A potentially much better approach might be to design a von Ahn game (see http://video.google.com/videoplay?docid=-8246463980976635143 or http://www.youtube.com/watch?v=dtFroEJN1nI) to elicit the quantitative meanings of the hedge words.
The UC game is functioning now, and I've used up all of my email aliases creating ghost Facebook accounts. Next time you're on the Facebook, go to this link and give her a go:
http://apps.facebook.com/ucchallenge/main.php
Currently, the Facebook app presents a statement and a question and requests a response in the form of a number, as in the example below.
The response is restricted to numeric characters (0, 1, 2, 3, 4, 5, 6, 7, 8, 9, period, plus, minus).
The response “>15” is not accepted, but “+15” is accepted, which a player might have intended to mean the same thing.
For instance, one statement mentions that “Taco Bell’s revenue jumped by around $1.1 million” then asks for a number in answer to the question “By how many millions did Taco Bell’s revenue jump?”
It seems likely that only a subtle respondent would thoughtfully answer anything other than “1.1”. Most readers probably would not even have noticed the presence of the “about” hedge in front of the dollar sign in the statement.
Do some words tend to invoke the ambiguity detector and other words invoke the risk processor?
I've got a program that automates the question finding process by searching for new articles online that have uncertain words and quantities in them. There are only the 13 questions for now because it was easier to test it that way, but I've got a whole slew of them for later.
It won't be a stretch to include interval responses too now that the crazy FB part is out of the way.
I just tried it on Internet Explorer 8 and was able to replicate the trouble Scott described. Everything explodes in IE8 but works fine in Firefox, Safari, Chrome, Opera, and Konqueror. No surprise there.
The app currently compares your results to everyone who's ever played the game, not just your friends. This can be easily changed, but I left it like this for initial testing so I didn't have to friend all of my aliases.
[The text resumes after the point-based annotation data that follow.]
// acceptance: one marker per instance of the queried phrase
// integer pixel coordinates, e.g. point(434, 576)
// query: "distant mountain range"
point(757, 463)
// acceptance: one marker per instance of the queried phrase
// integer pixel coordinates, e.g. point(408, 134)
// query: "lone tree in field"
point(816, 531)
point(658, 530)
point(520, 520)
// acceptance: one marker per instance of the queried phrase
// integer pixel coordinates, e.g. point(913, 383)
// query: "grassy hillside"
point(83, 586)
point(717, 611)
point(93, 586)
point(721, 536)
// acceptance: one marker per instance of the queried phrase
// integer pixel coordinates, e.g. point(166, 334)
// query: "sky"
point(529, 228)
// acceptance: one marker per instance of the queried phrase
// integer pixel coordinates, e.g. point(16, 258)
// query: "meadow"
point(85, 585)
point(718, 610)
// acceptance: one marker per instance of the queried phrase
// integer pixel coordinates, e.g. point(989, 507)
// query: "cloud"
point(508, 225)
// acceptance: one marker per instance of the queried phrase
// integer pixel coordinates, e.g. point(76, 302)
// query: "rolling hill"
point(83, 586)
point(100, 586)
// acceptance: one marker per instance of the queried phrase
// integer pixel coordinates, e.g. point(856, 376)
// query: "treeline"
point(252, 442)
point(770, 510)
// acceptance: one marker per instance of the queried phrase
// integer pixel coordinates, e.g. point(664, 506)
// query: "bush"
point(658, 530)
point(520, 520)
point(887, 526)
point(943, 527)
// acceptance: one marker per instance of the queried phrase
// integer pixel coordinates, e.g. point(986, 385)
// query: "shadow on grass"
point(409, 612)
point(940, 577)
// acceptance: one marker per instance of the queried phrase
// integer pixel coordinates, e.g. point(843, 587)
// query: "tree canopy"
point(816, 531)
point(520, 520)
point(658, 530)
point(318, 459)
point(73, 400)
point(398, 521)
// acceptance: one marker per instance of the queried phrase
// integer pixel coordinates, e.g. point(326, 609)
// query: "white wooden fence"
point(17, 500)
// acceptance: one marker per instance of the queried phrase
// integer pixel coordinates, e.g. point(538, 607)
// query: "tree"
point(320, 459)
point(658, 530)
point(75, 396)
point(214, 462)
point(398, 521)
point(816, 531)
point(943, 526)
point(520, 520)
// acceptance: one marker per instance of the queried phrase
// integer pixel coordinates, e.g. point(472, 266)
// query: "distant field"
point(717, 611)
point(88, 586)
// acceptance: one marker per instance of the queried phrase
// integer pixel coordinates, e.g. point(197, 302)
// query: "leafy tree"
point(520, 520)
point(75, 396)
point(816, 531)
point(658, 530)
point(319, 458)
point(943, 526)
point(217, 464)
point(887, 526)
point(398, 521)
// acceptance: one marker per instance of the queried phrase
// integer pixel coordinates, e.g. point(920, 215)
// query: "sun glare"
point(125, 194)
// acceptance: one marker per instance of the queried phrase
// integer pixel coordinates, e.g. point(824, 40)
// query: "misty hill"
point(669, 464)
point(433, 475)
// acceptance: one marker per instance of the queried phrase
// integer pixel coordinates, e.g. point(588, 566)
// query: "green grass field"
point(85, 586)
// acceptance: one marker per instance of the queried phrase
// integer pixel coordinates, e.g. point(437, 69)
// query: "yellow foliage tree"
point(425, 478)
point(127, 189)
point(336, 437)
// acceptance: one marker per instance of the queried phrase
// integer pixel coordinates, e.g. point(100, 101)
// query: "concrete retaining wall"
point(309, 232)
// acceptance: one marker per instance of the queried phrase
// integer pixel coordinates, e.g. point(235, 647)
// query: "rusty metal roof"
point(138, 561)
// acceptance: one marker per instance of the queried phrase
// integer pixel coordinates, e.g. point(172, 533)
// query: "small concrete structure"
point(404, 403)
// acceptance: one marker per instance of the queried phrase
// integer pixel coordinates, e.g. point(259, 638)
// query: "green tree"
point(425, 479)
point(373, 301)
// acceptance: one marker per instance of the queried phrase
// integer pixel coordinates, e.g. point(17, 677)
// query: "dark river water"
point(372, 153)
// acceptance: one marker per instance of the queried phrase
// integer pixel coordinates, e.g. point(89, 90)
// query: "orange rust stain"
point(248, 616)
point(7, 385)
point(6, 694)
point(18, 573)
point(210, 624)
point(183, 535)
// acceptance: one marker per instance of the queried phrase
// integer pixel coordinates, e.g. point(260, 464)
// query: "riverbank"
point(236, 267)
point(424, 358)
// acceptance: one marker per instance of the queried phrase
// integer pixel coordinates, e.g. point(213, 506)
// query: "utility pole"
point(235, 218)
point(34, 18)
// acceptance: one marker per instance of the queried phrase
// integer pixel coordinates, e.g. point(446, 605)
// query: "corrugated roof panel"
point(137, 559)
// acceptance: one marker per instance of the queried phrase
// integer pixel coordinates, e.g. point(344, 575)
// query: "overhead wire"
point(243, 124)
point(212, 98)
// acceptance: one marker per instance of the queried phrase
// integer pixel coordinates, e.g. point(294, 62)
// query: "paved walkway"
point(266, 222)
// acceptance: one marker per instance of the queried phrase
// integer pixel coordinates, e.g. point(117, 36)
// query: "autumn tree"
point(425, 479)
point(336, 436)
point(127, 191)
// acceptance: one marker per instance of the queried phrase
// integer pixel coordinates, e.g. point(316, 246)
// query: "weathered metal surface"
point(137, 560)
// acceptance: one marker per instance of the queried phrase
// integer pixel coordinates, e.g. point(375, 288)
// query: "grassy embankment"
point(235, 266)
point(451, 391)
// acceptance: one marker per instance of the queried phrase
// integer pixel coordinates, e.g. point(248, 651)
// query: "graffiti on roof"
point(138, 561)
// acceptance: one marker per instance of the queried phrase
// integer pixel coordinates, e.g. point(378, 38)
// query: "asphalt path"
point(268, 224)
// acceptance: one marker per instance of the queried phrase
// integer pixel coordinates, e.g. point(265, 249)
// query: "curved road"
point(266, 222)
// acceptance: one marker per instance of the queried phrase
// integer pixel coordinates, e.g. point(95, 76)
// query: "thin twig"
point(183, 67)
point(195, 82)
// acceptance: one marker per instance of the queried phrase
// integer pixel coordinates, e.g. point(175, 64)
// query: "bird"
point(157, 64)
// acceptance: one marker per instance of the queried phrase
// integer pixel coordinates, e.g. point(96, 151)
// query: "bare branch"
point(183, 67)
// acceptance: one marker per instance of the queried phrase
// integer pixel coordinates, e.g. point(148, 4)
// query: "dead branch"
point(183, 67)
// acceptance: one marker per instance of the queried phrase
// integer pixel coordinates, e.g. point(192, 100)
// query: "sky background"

The content grabber downloads a day's worth of new articles via RSS from Yahoo's Top Stories feed. Then the parser searches for article sentences that contain any words in a predefined list of uncertain words (see attached "ucwords.txt"). If the matching sentence contains a numeric value after the uncertain word, then the sentence is tagged for manual verification as a candidate. I still have to verify the statements and create the questions manually, but this can also be automated. It wont be easy though, as the questions depend on the context of the statements and there are lots of statement forms with sometimes multiple references to numeric values. I also excluded several statements related to the Japan tsunami to remove the downer element.
about
approximately
around
nearly
almost
bordering on
close to
closely
in the ballpark
in the neighborhood of
in the range
not far from
not quite
roughly
upwards of
more than
less than
larger than
smaller than
on the order of
quantitative linguistics
glottometrics
The infrastructure seems to be in place. Great job! I could help by getting IRB approval here to use the data for research purposes. We do need to make some improvement in terms specifying a unit, allowing participants to provide intervals , providing some sort of wall post to show performance/skill, and perhaps most importantly, making it a bit more gamey. We might also have to somehow do some semantic analysis to assess the polarity of a statement (for correlating beliefs versus tone/polarity) - there are a number of NLP tools for this. For now, though, it is very cool. I will give it tons of thought.